The Rationality Square shows the entities we consider and their relations. In the end, the question we are interested in is whether an artefact exhibits a certain behaviour (that typically has an informal meaning). Both, artefact and its desired behaviour are part of the physical world, the reality. Application of formal methods is always based on a verification model, i.e. a formal description (of a fragment) of the artefact. The properties that are verified are expressed formally, e.g. in some logic or as another model. Verification model and formal properties are part of the mathematical world. In this context pragmatism aspect 2) above translates to the question: to what extent is a verification of a verification model meaningful for the system in the real world?

From a minimalistic point of view verification is not more than debugging: having found a fault in the verification model that can be traced back to a fault in the real system then a real fault has been detected. However, from the absence of faults in the verification model we cannot conclude the absence of faults in the real system.

We share the minimalistic point of view in the aspect that verification of a verification model can only increase our trust that the real system exhibits the desired properties, but cannot prove its correctness. However, we belive that we can deduce more information from verification than described in the minimalistic view.

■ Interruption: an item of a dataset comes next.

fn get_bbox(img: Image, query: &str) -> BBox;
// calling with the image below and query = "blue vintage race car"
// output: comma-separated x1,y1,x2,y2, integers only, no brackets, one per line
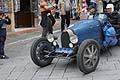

The key here is the quality of the model: a good model increases our trust more than a bad one.

This immediately raises the question what the quality criteria for a good verification model are. We have identified the following ones:

q1) The verification model should mimic the relevant behaviour/structure of the real system.

q2) The verification model should be small enough to be analysed with a tool on a computer.

q3) The model should be understandable.


Before we illuminate these quality criteria in detail we want to discuss the modelling process in itself. Modelling bridges between an object in the real world and a formal object. Therefore, modelling cannot be a formal process inherently. Modelling typically contains formal aspects (e.g., when we model software automatically), and informal aspects (e.g., the choice of abstractions, or identification of structure). This inherent informality makes modelling a kind of ``fishy business, and many people with background in logics or formal methods prefer to avoid this unsafe area. However, we are convinced that modelling is a crucial element in the verification process and we investigate to what extent we can deal with informal aspects.

The main hypothesis of our approach is that with a systematic way of modelling, where informal decisions are stated and discussed clearly, supported by checklists, schemata and standard solutions, we can derive verification models that satisfy the quality criteria and contribute to a more meaningful application of formal methods. With such a method we want to opposite the wide-spread approach of model-hacking.